Gareth Southgate fez esta segunda-feira um balanço da prestação inglesa, no Euro-2020, poucas horas depois da derrota em Wembley diante da Itália no desempate por penáltis. O selecionador mantém o desejo de orientar a seleção dos três leões no próximo Mundial, em 2022, no Catar, e para já não gosta muito da ideia de se comprometer para lá dessa data, apesar de ser esse o desejo expresso de Mark Bullingham, diretor executivo da federação, que pretende oferecer ao técnico um novo contrato.  

«Não acho que seja a altura de se pensar num novo contrato. Temos de qualificar-nos para o Catar. Preciso de tempo para me afastar um pouco e refletir no Euro-2020. É uma experiência incrível liderar o nosso país nestes torneios, mas tem o seu impacto. Disse na altura que era importante ter este apoio internamente, é algo a que os treinadores dão muito valor. No entanto, não quero comprometer-me por mais tempo do que deveria, nem ficar mais tempo no cargo do que as pessoas desejariam, por isso tudo isto precisa de ser levado em consideração», afirmou, antes de confirmar o futuro imediato: «Quero levar esta equipa ao Catar. Sinto que fizemos progressos nos últimos quatro anos, tivemos um quarto, um terceiro e um segundo lugar, e isto é muito bom para qualquer técnico.»

Bukayo Saka, Jadon Sancho e Marcus Rashford foram alvo de abusos racistas nas redes sociais depois de ter falhado os respetivos penáltis no desempate. Southgate considera a situação «imperdoável». «Temos sido um farol para unir as pessoas e uni-las à volta da sua seleção, e a seleção é de toda a gente, por isso essa união tem de continuar. Demonstrámos o poder que tem o nosso país quando há união, energia e pensamento positivo por parte de todos. A decisão sobre quem marcou os penáltis foi minha, não foi o caso de jogadores que não se voluntariaram ou dos mais experientes que recuaram. Vamos curar-nos agora enquanto equipa, e vamos estar lá para estes jogadores, tal como irão estar 99% dos adeptos. O Bukayo [Saka], em particular, foi uma estrela absoluta neste campeonato, com uma maturidade incrível. A forma como jogou colocou um sorriso nas caras das pessoas. Tornou-se um elemento tão popular do grupo que eu sei que tem o apoio de todos», considerou.

O técnico admite que ainda é cedo para extrair o lado positivo da campanha: «Sei que o conseguiremos fazer no seu tempo, mas no desporto as oportunidades de se estar numa final são raras. Estar tão perto, saber o que custou e que nos temos de levantar e ir tentar de novo é algo muito duro logo no dia seguinte. Mas iremos tentar novamente de certeza.» 

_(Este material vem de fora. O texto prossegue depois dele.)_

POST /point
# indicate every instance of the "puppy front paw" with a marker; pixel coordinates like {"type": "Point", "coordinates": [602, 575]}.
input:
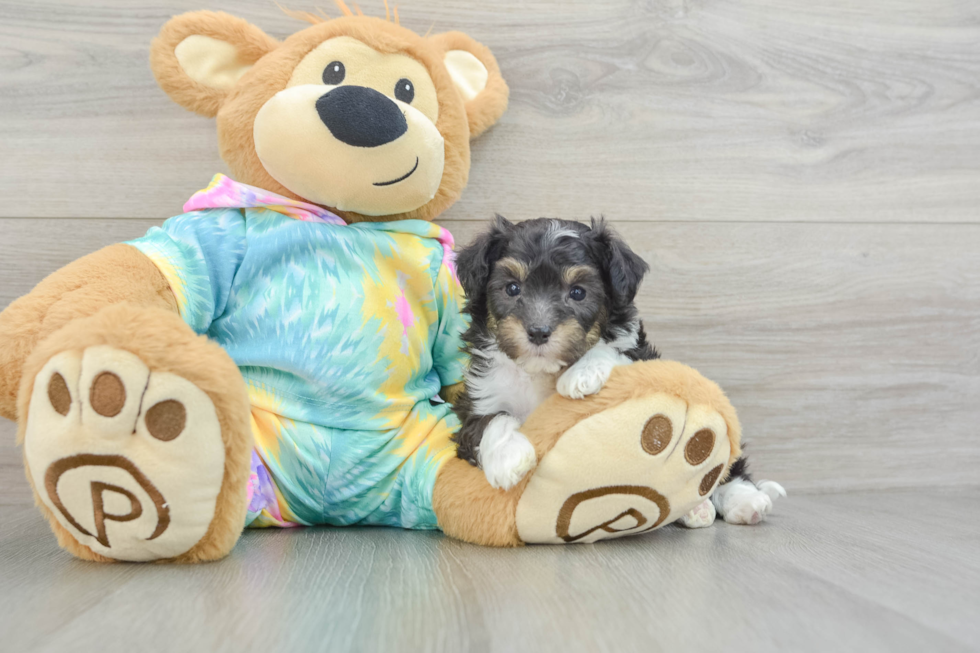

Gareth Southgate garante que o seu nível de ambição e de entusiasmo não baixou. «[O Mundial d]A Rússia foi o início. Tínhamos sete dessa equipa no nosso onze inicial e a sua experiência foi crítica durante os jogos deste Europeu. Por isso, ao acrescentarmos os jovens no momento em que o fizemos criámos outro grupo com mais conhecimento e entendimento. Pelo que passámos nestes torneios eles acreditarão que podemos chegar perto. Pelo ciclo que atravessa e pelas expetativas que criou dentro de si próprio, o grupo saberá o que é necessário para estar ao nível das vitórias e isso coloca-nos numa boa posição para chegarmos longe nos próximos objetivos», concluiu.